The standard "length" function in AWK counts the number of characters in a string which does not necessarily correspond to the visual width of the string. This AWK library provides functions that can be used to determine the width of UTF-8 characters even on interpreters that are not multi-byte safe. In addition to reimplementations of the POSIX functions wcwidth(3) and wcswidth(3), this library provides "wcscolumns", a function with graceful degradation in the presence of characters that would cause the POSIX functions to return -1; "wcstruncate", a function for truncating a string to a specific visual column; and "wcsexpand", a function that expands tabs to spaces in a wide character-aware manner.

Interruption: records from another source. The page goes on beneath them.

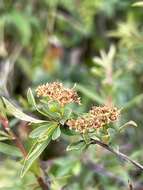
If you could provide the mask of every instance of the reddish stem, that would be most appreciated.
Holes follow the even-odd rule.
[[[14,140],[16,146],[19,148],[19,150],[21,151],[21,153],[23,154],[23,156],[25,158],[27,156],[26,149],[23,146],[20,139],[10,130],[9,122],[8,122],[7,118],[4,118],[4,117],[0,116],[0,121],[2,123],[2,126],[4,127],[4,130],[12,137],[12,139]]]
[[[21,143],[20,139],[13,133],[11,132],[13,137],[14,137],[14,141],[16,146],[19,148],[19,150],[21,151],[21,153],[23,154],[24,158],[26,158],[27,156],[27,151],[25,149],[25,147],[23,146],[23,144]]]
[[[27,151],[26,151],[24,145],[22,144],[21,140],[18,138],[18,136],[16,136],[16,134],[14,134],[13,131],[10,130],[9,122],[8,122],[7,118],[0,116],[0,122],[1,122],[4,130],[12,137],[12,139],[15,142],[15,145],[19,148],[19,150],[23,154],[24,158],[26,158]],[[36,178],[37,178],[37,181],[38,181],[40,187],[43,190],[49,190],[49,186],[44,182],[42,177],[36,176]]]
[[[37,181],[43,190],[50,190],[49,186],[44,182],[42,177],[37,176]]]

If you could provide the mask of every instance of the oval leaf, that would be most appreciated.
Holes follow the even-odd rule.
[[[44,120],[39,120],[39,119],[36,119],[36,118],[33,118],[25,113],[23,113],[20,109],[18,109],[17,107],[15,107],[13,104],[11,104],[6,98],[2,98],[5,105],[6,105],[6,108],[8,110],[8,112],[15,116],[16,118],[20,119],[20,120],[23,120],[23,121],[27,121],[27,122],[31,122],[31,123],[43,123],[43,122],[46,122]]]
[[[56,140],[61,135],[61,129],[60,127],[57,127],[52,135],[52,140]]]
[[[22,154],[17,147],[2,142],[0,142],[0,152],[10,156],[22,157]]]
[[[35,98],[33,96],[31,88],[29,88],[27,91],[27,99],[28,99],[28,102],[31,106],[36,107],[36,101],[35,101]]]
[[[49,111],[53,112],[53,113],[60,111],[60,105],[56,101],[49,102],[48,103],[48,108],[49,108]]]
[[[26,174],[26,172],[32,166],[33,162],[40,156],[40,154],[48,146],[56,127],[57,127],[56,125],[49,127],[47,133],[47,139],[45,139],[45,141],[40,141],[40,142],[38,140],[35,141],[34,145],[32,146],[31,150],[29,151],[27,157],[24,160],[24,165],[21,170],[21,177],[23,177]]]
[[[123,130],[125,130],[128,127],[137,127],[137,124],[134,121],[129,121],[119,128],[119,132],[122,132]]]
[[[48,130],[48,127],[50,125],[51,123],[47,123],[47,124],[41,125],[40,127],[37,127],[30,133],[29,137],[33,139],[40,137],[43,133],[45,133]]]
[[[1,137],[0,136],[0,141],[5,141],[5,140],[10,140],[8,137]]]
[[[72,143],[70,144],[68,147],[67,147],[67,151],[71,151],[71,150],[83,150],[86,148],[86,144],[85,142],[83,141],[78,141],[78,142],[75,142],[75,143]]]
[[[62,133],[64,133],[65,135],[68,135],[68,136],[79,135],[78,132],[69,129],[69,127],[67,127],[67,126],[65,126],[65,125],[61,127],[61,131],[62,131]]]

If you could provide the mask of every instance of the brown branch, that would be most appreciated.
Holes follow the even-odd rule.
[[[27,151],[24,147],[24,145],[22,144],[21,140],[13,133],[11,132],[15,145],[19,148],[19,150],[21,151],[21,153],[23,154],[24,158],[26,158],[27,156]]]
[[[13,131],[9,128],[9,122],[8,122],[7,118],[0,116],[0,123],[2,123],[4,130],[14,140],[15,145],[21,151],[21,153],[23,154],[23,157],[26,158],[27,151],[26,151],[24,145],[22,144],[21,140],[19,139],[19,137],[15,133],[13,133]],[[44,182],[44,179],[42,177],[36,176],[36,179],[37,179],[40,187],[42,188],[42,190],[50,190],[49,186]]]
[[[50,187],[44,182],[42,177],[36,176],[36,178],[37,178],[37,181],[38,181],[40,187],[43,190],[50,190]]]
[[[91,139],[90,144],[97,144],[97,145],[103,147],[104,149],[108,150],[109,152],[112,152],[113,154],[115,154],[118,158],[122,158],[124,161],[132,163],[134,166],[136,166],[137,168],[139,168],[140,170],[143,171],[143,165],[141,165],[138,162],[136,162],[135,160],[129,158],[127,155],[121,153],[120,151],[114,150],[109,145],[107,145],[99,140],[94,140],[94,139]]]
[[[20,152],[23,154],[23,156],[25,158],[27,156],[27,151],[26,151],[24,145],[22,144],[21,140],[9,128],[9,122],[8,122],[7,118],[0,116],[0,122],[2,123],[4,130],[11,136],[11,139],[14,140],[15,145],[17,146],[17,148],[20,150]]]

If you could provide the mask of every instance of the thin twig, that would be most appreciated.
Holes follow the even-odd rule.
[[[37,181],[38,181],[40,187],[43,190],[50,190],[50,187],[44,182],[42,177],[39,177],[39,176],[36,176],[36,177],[37,177]]]
[[[21,153],[23,154],[23,156],[25,158],[27,156],[27,151],[26,151],[24,145],[22,144],[21,140],[9,128],[9,122],[8,122],[7,118],[0,116],[0,122],[2,123],[4,130],[11,136],[11,139],[14,140],[15,145],[18,147],[18,149],[21,151]]]
[[[143,165],[139,164],[137,161],[129,158],[127,155],[121,153],[120,151],[116,151],[114,150],[112,147],[110,147],[109,145],[99,141],[99,140],[94,140],[91,139],[90,144],[98,144],[99,146],[105,148],[106,150],[108,150],[109,152],[112,152],[113,154],[115,154],[117,157],[122,158],[124,161],[130,162],[132,163],[134,166],[136,166],[137,168],[139,168],[140,170],[143,171]]]

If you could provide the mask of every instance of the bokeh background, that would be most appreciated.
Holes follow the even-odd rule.
[[[29,87],[62,81],[76,89],[86,112],[114,103],[119,124],[133,120],[112,146],[143,164],[143,7],[133,0],[0,0],[0,95],[31,112]],[[10,118],[25,139],[24,122]],[[143,190],[143,174],[99,147],[65,152],[63,137],[41,160],[52,190]],[[32,174],[19,178],[20,164],[0,154],[0,189],[34,188]],[[132,184],[132,185],[131,185]]]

The library is written so as to be portable across AWK interpreters; if the interpreter does not have native support for multi-byte characters, the library will fall back to using its own UTF-8 logic. This library has been successfully tested with these AWK implementations:
The width data used by the preexisting "wcwidth.awk" comes from version 2.24 of the GNU C Library, but it can be rebuilt to tailor to other systems using instructions in the Development section at the end of this document.
The entirety of the library is contained in the "wcwidth.awk" file included
with this repository. The library has no dependencies (the other files in this
repository are for development purposes), so installation consists of copying
"wcwidth.awk" somewhere convenient. To use the functions in the library, source
the file using AWK's "-f" option or any equivalent construct like GNU Awk's
"@include". The library only uses "exit" if the library is
incompatible with the interpreter. In that case, "WCWIDTH_INITIALIZED" is set
to -1 so failed initialization can be detected with WCWIDTH_INITIALIZED < 0
in an "END" block. The special AWK variables "RSTART" and "RLENGTH" will always
have the same values after calling one of these functions as they did prior to
the invocation.
Determine the number of columns needed to display a string. This function differs from the "wcswidth" function in its handling of non-printable characters; instead of making the function abort and immediately return -1, non-printable ASCII characters are ignored while all others are treated as as having a width of 1 because they will typically be rendered as a single-column ".notdef" glyph.
Arguments:
- string: A string of any length. In AWK interpreters that are not multi-byte safe, this argument is interpreted as a UTF-8 encoded string.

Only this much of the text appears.